We’ve been very lucky to be involved with the company in a changing capacity since the very early days when Parth — Skylo’s Founder and CEO — used his Stanford faculty-sponsored research project to focus on the future of machine-to-machine communications. There was a clear need; that much was obvious. Satellite communications was also not new — and it was expensive. But together we wondered what would happen if you could radically change the economics. What use cases open up if the prohibitive cost of satellite communication was no longer an issue? How could industries — like mining, agriculture, or oil and gas — with equipment in remote places become safer and more efficient?

Those questions sparked this ambitious project and its five-year arc. The initial focus was, “Can this work?” There was so much good, hard science that went into this endeavor and hands-on work. The team had to prove it could build inexpensive devices from the ground up — literally soldering them together, conducting drive testing, and completing propagation analysis. In some ways, it was straightforward: either the devices communicated with a satellite or they didn’t. Very different from a typical Internet company!

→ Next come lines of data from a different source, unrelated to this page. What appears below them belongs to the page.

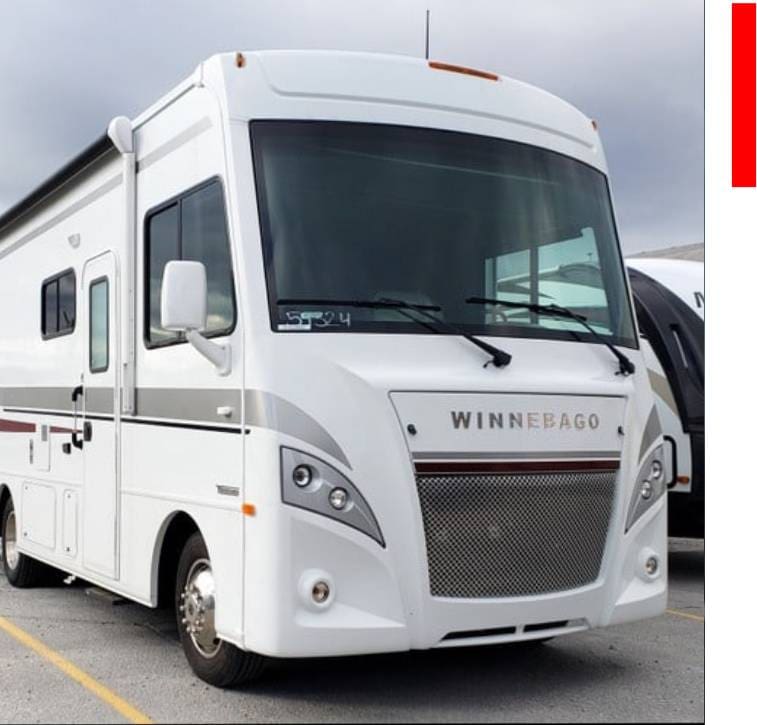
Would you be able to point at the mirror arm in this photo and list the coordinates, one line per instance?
(219, 355)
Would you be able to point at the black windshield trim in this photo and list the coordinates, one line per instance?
(514, 332)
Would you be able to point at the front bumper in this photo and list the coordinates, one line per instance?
(381, 602)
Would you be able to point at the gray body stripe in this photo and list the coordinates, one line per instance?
(190, 404)
(99, 400)
(94, 195)
(42, 398)
(267, 410)
(177, 141)
(500, 455)
(652, 431)
(661, 388)
(264, 410)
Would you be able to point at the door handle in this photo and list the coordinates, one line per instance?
(76, 393)
(674, 458)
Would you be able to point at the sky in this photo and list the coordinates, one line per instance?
(636, 66)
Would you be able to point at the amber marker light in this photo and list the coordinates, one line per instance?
(438, 65)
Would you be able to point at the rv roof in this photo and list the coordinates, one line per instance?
(284, 67)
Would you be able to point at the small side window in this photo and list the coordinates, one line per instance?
(99, 347)
(59, 305)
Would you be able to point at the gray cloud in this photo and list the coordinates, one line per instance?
(66, 68)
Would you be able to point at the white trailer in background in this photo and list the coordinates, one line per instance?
(256, 363)
(669, 298)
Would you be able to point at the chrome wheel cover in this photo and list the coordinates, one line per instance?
(10, 541)
(197, 608)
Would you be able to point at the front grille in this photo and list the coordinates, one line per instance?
(509, 535)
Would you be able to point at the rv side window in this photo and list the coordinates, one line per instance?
(59, 305)
(99, 347)
(192, 227)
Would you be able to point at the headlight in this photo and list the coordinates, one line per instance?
(312, 484)
(650, 485)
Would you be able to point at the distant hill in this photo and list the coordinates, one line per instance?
(688, 251)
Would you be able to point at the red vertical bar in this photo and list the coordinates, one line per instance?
(744, 98)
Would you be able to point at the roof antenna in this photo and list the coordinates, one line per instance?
(428, 23)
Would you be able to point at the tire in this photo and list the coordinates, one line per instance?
(216, 662)
(22, 571)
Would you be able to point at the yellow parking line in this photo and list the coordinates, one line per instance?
(107, 696)
(695, 617)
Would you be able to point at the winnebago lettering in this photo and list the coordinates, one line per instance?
(332, 353)
(533, 419)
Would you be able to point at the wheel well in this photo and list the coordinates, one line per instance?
(182, 526)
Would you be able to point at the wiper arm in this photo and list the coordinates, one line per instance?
(499, 357)
(626, 367)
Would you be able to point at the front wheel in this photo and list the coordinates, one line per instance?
(213, 660)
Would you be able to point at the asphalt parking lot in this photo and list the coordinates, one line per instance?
(646, 671)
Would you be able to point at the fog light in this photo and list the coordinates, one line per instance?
(302, 475)
(338, 498)
(321, 592)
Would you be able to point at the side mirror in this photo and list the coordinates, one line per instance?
(184, 308)
(184, 297)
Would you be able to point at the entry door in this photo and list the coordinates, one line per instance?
(100, 416)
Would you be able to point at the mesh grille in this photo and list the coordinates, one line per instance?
(507, 535)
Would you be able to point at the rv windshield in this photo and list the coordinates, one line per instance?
(369, 212)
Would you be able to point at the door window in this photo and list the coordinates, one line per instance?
(99, 352)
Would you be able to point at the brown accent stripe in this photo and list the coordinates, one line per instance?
(16, 426)
(437, 467)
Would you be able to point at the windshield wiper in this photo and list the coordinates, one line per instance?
(625, 365)
(499, 357)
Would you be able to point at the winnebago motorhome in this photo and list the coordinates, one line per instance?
(669, 298)
(265, 357)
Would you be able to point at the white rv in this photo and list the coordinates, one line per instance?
(260, 360)
(669, 298)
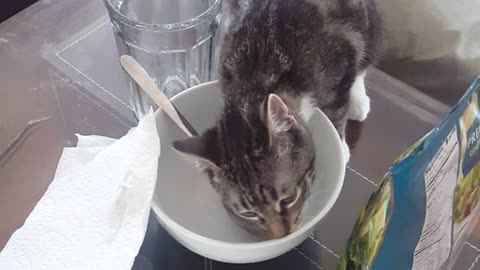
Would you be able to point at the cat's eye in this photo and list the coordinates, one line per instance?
(249, 215)
(288, 200)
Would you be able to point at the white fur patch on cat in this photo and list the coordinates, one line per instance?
(346, 151)
(359, 101)
(307, 107)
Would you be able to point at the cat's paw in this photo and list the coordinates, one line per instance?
(346, 151)
(359, 108)
(359, 101)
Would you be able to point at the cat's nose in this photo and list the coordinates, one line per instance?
(278, 230)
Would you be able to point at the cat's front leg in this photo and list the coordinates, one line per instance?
(359, 101)
(346, 150)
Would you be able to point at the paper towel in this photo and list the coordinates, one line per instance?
(94, 214)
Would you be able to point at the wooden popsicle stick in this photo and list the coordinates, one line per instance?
(145, 82)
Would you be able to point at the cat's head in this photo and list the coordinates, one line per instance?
(261, 162)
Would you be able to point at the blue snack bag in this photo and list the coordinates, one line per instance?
(427, 203)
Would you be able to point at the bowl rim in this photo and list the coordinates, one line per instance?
(264, 243)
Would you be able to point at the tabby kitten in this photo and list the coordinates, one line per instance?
(279, 59)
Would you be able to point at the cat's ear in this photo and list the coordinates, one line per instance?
(195, 149)
(280, 118)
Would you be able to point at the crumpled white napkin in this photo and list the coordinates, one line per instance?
(94, 214)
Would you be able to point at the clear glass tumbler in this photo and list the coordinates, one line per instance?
(171, 39)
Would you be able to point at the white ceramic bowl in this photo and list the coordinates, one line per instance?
(191, 211)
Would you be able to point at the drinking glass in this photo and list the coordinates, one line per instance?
(172, 39)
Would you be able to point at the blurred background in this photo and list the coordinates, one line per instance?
(432, 45)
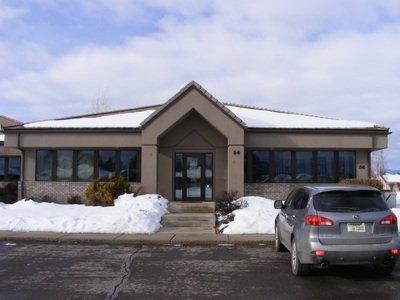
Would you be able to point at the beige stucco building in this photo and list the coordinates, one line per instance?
(192, 148)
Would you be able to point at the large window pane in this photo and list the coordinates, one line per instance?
(260, 166)
(2, 168)
(14, 168)
(304, 166)
(44, 165)
(85, 165)
(107, 164)
(347, 164)
(326, 166)
(129, 165)
(283, 166)
(64, 165)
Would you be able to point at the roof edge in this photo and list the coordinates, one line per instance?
(193, 85)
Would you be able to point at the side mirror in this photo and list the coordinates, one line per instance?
(278, 204)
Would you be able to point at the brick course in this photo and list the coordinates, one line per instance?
(274, 191)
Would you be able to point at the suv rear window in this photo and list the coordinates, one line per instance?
(349, 201)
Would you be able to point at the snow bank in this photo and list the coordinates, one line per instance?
(141, 214)
(392, 178)
(255, 215)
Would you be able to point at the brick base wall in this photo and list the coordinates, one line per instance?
(274, 191)
(58, 192)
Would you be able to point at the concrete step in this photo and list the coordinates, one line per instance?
(191, 207)
(201, 220)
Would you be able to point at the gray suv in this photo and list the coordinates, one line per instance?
(337, 225)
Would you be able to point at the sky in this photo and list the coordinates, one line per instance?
(332, 58)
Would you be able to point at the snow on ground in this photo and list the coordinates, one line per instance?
(255, 215)
(118, 120)
(392, 178)
(141, 214)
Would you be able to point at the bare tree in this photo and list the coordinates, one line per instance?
(378, 163)
(100, 104)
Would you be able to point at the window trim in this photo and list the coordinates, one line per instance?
(314, 167)
(95, 161)
(6, 166)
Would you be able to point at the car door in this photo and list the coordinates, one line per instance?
(287, 211)
(298, 210)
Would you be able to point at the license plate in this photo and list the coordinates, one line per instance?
(355, 227)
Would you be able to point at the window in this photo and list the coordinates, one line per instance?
(85, 165)
(304, 170)
(44, 165)
(129, 165)
(2, 168)
(326, 166)
(258, 168)
(299, 166)
(349, 201)
(65, 165)
(14, 168)
(208, 170)
(301, 200)
(283, 166)
(107, 167)
(347, 164)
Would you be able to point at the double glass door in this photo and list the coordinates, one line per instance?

Over time, it became clear to Parth that the best path forward was building a new architecture around geostationary satellites. And that’s what he and the team did — from the start at Stanford through incubation at Innovation Endeavors and eventual funding. The results speak for themselves: this “old tech/new way” approach has made hardware and services affordable, as much as 99 percent (really!) cheaper with limitless application opportunities made possible by satellites.

Start-ups are often lauded by their investors as world-changing, so much so that it’s a groaner of a Silicon Valley cliche. But in this case, it’s true.

We can’t wait to see what Skylo does now.